Anyone near Culpeper, Virginia? 

There is a Baxter Scientific Fume Hood up for Auction and no one is bidding on it. Current price....a penny....

http://rasmuscatalog.com/cgi-bin/mnlist.cgi?rasmus1523/10883


Also, a Fisher Hamilton SafeAire Fume Hood for 2 pennies..... Again. No One Bidding on these.

http://rasmuscatalog.com/cgi-bin/mnlist.cgi?rasmus1523/10891


Lots of Lab Equipment and no one seems to be bidding on these items. So if your interested and live near Culpeper, check out Rasmus Auctions. The lab equipment auction starts closing Wednesday, March 27 at 11 am.

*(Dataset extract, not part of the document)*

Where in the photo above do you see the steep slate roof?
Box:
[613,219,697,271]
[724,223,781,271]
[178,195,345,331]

I am in no way affiliated with this company, just thought this type of equipment could be useful to some of our members here on GRF.


----------



## Woodworker1997 (Mar 22, 2013)

Looks like the first one just uses filters and recyces the air back into the room.
second one looks like a future rust bucket :lol: 

Derek


----------



## kane333 (Mar 22, 2013)

I agree alot of the items are older models but for a penny? Even a few dollars per item could be worth while to someone who lives near there.


----------



## Smack (Mar 22, 2013)

The SafeAire is top of the line design and the one you want, don't let it slip away. The construction is steel frame with plastic walls inside and will not rust unless you have open acids and no ventilation. With the proper ventilation, fumes will never touch the framework. That is a very nice hood, but you'll also need to address cabinetry and counter top. If you've got the money, and you end up with it, contact the company Nycom, Inc. tell them what you have and price you base cabinets, chemical proof top and ventilation.


----------



## kane333 (Mar 27, 2013)

Unfortunately, I live too far from this auction site or I would have bid on it. It sold for 1 penny.


----------